Unbelievable conferma come la serialità negli ultimi tempi continui a focalizzarsi sulla narrazione del reale e della stretta attualità. Il critico Alan Sepinwall su Rolling Stones ha parlato di “year of difficult tv” nel descrivere un panorama seriale ricco di storie catastrofiche, sofferte e di vita reale, per l’appunto difficili da guardare. Questi titoli, però, ci costringono a farlo: a confrontarci con la realtà e la verità, anche se diventa scomoda. Così ha fatto Greta Thunberg, diventata un simbolo della lotta al climate change: “Le persone stanno morendo. Interi ecosistemi stanno collassando. Siamo all’inizio di un’estinzione di massa. E tutto quello di cui parlate sono soldi e favole su un’eterna crescita economica. Come osate?”, ha tuonano l’attivista lo scorso 23 settembre durante il suo discorso tenuto all’Onu, che ha generato una nuova ondata di insulti e critiche feroci.
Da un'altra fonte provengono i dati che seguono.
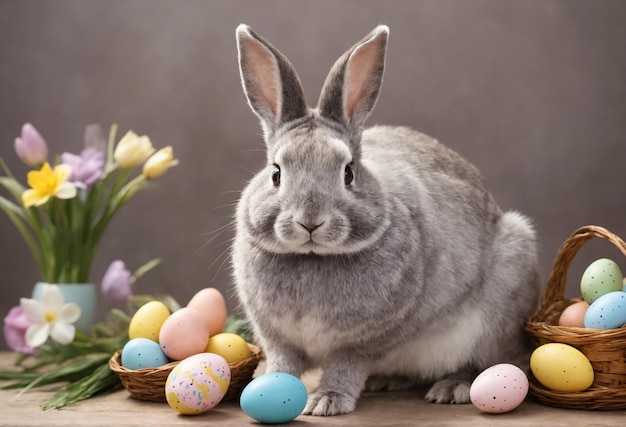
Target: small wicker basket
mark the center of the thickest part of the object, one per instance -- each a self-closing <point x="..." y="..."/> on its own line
<point x="149" y="384"/>
<point x="605" y="349"/>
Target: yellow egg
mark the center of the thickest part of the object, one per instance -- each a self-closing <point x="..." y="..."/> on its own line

Ma se c’è un momento giusto per accogliere la realtà dei fatti è questo: lo dimostrano la crescente mobilitazione di massa per l’ambiente e la difesa dei diritti civili, e il successo di queste serie tv – Unbelievable è stata vista da 32 milioni di spettatori in meno di un mese –, che ci ricordano l’importanza capitale della verità e della memoria. E ci ricordano quanto è urgente il racconto del reale, perché – dice Thunberg – “il cambiamento sta arrivando, che vi piaccia o no”.
Manuela Stacca
Laureata presso l'Università di Sassari, si occupa di critica cinematografica e televisiva per alcune testate online.